The memories tumble out in a beautiful testament of love to a fairy-woman, now absent in all but the flesh, their joyful, eccentric innocence tempering the chronicle of her savage decline into the "insidious fog" of Alzheimer's disease, a fog "barely noticeable until everything around has disappeared".

The phenomenal brain which produced 27 remarkable novels including The Bell, The Severed Head and the Booker Prize-winning The Sea, The Sea as well as books on philosophy; the formidable intellect which garnered honorary doctorates from the major universities and made her a Dame of the British Empire, can hardly cope with doing up her shoelaces now.

But 44 years after that first thrilling swim in the sluggish, brown river, they are back again, only this time after a major struggle to get Iris's clothes off - a battle he wins, though conceding the socks - and her swimsuit on. It's always a battle to get her out of her trousers and sweater before getting into bed.

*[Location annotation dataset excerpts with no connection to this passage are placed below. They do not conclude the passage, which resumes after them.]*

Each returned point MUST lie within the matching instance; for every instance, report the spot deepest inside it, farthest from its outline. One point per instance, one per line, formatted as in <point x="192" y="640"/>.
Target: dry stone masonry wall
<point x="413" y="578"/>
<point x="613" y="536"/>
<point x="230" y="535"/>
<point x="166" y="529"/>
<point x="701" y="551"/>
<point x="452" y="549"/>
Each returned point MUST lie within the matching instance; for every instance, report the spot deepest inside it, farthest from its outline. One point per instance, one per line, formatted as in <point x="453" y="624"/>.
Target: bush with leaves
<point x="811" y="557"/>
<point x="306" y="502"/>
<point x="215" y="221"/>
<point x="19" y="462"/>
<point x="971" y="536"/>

She is unable to concentrate or to form coherent sentences, or to remember where she is or has been.

A woman he meets sometimes, whose husband has Alzheimer's, once remarked cheerily: "Like being chained to a corpse, isn't it?" He was repelled. "How could our cases be compared. Iris was Iris." He wasn't being unkind, just protecting the soul of his love. "It's not an uncommon reaction, as I've come to realise, among Alzheimer partners. One needs very much to feel that the unique individuality of one's spouse has not been lost in the common symptoms of a clinical condition." And Iris is Iris, not was, neither a corpse nor a trap, but the same fairy-woman radiating the same old gentleness - never the raging frustration typical of many with the condition - and, in spite of the anxious and perpetual queries, never complaining. The disease, he believes, has simply exaggerated a natural goodness in her.

By all accounts, Alzheimer's is hardest on those "who hug their identity most closely to themselves" but Iris was so devoid of a sense of identity that she hardly knew what it was - a factor which he believes "seemed to float her more gently" into the Alzheimer's "world of preoccupied emptiness".

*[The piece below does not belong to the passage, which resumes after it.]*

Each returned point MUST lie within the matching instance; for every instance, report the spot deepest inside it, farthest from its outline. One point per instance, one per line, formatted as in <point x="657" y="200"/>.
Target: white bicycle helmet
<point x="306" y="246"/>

In the sluggish, brown river, they smile happily at each other as they paddle to and fro, her muddy stockinged feet being investigated by shoals of tiny fish. Once they would have swum the hundred yards or so across and back. "Now it is too much trouble . . ."

As they approach the bank to scramble out - a difficult, inelegant operation at the best of times - and he turns, arms out to help Iris, her face contracts into that familiar look of child-like dread which communicates itself to him. "Suppose her arm muscles failed her and she slipped back into deep water, forgetting how to swim . . .? I knew on the spot that we must never come to bathe here again."

Later, her overwhelming fear of trees means that they can never visit the bluebells in Wytham Wood again. The sense of a world contracting is searing as he hurries her past the two gigantic sycamores and back to the car: "Soon be back in Teletubby land," he says soothingly.

Teletubbies. With their virtual reality landscape, sunlit grass, blue sky, artificial flowers and rabbits hopping about, they have become a part of the morning ritual, one of the few things they can watch together, in the same spirit. "There are the rabbits!" he says "quite excitedly" and Iris settles down, always returning the beaming smile of the baby in the sky. (His woman friend chained to the corpse simply tells her husband every evening, "There's another snooker programme on" and then plays the same old one on the video. It was always a new one for him, she reasoned).

In communicating with Iris, he has found, tone is what matters - playful, jokey, childish. "All is OK with a child or cat exclamation. `The bad cat - what are we going to do with her?' I imitate the fond way her father used to say `Have you no sense at all?' in his mock-exasperated Belfast accent. Iris's face always softens if I mention her father in this way. Instead of crying she starts to smile."

Although she never showed any interest in children before, she loves them now, on television or real life. "It seems almost too appropriate. I tell her she is nearly four years old now - isn't that wonderful?"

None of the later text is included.